びくりと身体を強張らせ仰け反る胸もとに、堪らない満足感を覚えてしまう。


だが、自分の指を咥えこむ柔らかな肉壁を抉るように抜き挿ししてやると、潤いを失いかけた皮膚が不快に纏わりついた。


「許し‥て‥、後生です‥から、も‥‥、あぁぁっ‥‥」


誰に縋ることもできずに、苦痛に身を捩る姿に唆られはしたが‥


「残念だが‥今日はここまでだな。俺も忙しいんでね。」

女のように潤わない孔は不快でしかなく、纏わりつくそこから指を抜くと、強張っていた身体がくたりと弛緩した。


「そっ‥そんなっ‥」

自分の淫欲を満たしてくれない俺を見上げる泣き濡れた瞳には、まだ収まりきらない情欲の灯火が揺れている。

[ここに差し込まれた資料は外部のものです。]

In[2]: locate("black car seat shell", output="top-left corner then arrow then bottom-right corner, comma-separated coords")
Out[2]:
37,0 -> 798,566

「くくっ‥まだ身体が熱いのか。どこまで淫乱なんだ‥お前みたいな男は初めて見たよ。」


「僕はただ‥っ‥貴方に‥‥」

と、身体を投げ出したまま乱れる息のなかで、まだ尚、縋るようにそう言う。


「‥‥俺に‥何だ‥?抱かれたかっただけだというのか?」

「ええ‥そうです‥」


そんなことはあるまい‥‥

「ただ優しく抱いて欲しいだけなら、あいつに頼めばそうしてくれるさ。‥‥どうする?俺から頼んでやろうか?」

込み上げる笑いを嚙み殺しながら、そう皮肉めいた口ぶりで嘯いてやると、色めいていた瞳が一瞬、暗い影を落とした。


「やだっ‥貴方が欲しいっ‥貴方だけがっ‥」

散々嬲られて立ち上がることもできない獣が一瞬だけみせた意思。


「‥じゃあ‥時間をかけて、お前の本気をみせてもらおうか‥。その気になったら、いつか抱いてやるさ。」


裾についた汚れを払いながら言い放つ俺を見上げる美しい獣は‥これからの愉しい時間(とき)を予感させるように、妖艶に微笑んだ。